Let's take a look at the part to which my objection pertains:
Wikipedia Wrote:1) The universe has a cause;
2) If the universe has a cause, then an uncaused, personal Creator of the universe exists who sans the universe is beginningless, changeless, immaterial, timeless, spaceless and enormously powerful;
Therefore:
An uncaused, personal Creator of the universe exists, who sans the universe is beginningless, changeless, immaterial, timeless, spaceless and enormously powerful.
I take issue with the second premise. It is, in essence, god of the gaps reasoning. Even assuming that the universe has a cause, there is no reason that a personal creator has to be it.
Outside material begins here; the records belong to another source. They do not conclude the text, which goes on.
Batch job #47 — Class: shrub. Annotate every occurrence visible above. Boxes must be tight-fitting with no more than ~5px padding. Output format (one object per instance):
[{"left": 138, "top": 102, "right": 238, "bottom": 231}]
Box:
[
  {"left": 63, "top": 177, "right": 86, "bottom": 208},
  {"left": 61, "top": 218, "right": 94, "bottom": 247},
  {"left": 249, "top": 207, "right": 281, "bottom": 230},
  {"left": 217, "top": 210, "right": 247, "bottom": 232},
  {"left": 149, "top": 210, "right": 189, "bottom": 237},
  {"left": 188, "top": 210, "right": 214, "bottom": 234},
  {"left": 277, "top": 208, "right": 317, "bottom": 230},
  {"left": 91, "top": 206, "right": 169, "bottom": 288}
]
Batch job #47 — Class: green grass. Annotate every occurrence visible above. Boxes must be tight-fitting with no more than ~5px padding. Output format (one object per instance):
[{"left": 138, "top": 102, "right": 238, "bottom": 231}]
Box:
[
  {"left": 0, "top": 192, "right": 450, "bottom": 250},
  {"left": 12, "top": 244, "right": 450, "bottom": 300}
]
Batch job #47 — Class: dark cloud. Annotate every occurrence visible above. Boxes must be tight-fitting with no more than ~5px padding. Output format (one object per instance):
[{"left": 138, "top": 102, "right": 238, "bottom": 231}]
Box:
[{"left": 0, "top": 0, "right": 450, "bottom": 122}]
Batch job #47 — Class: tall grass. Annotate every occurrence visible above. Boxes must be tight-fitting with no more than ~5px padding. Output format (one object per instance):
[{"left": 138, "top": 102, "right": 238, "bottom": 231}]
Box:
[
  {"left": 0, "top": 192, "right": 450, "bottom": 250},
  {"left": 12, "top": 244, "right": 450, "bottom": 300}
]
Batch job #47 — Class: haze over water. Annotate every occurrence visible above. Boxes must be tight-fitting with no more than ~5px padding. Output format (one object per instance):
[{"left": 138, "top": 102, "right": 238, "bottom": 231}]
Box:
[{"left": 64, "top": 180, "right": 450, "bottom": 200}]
What is wrong with this argument?:
1) Something causes the rain to fall.
2) If something causes the rain to fall, it must be a being who is situated in the heavens and has it within his power to make large amounts of water fall from the sky.
Therefore:
A being who is situated in the heavens with the power to make large amounts of water fall from the sky exists.
It's been said before, but I haven't heard your answer to it. If the universe must have an uncaused cause, why must that uncaused cause be God?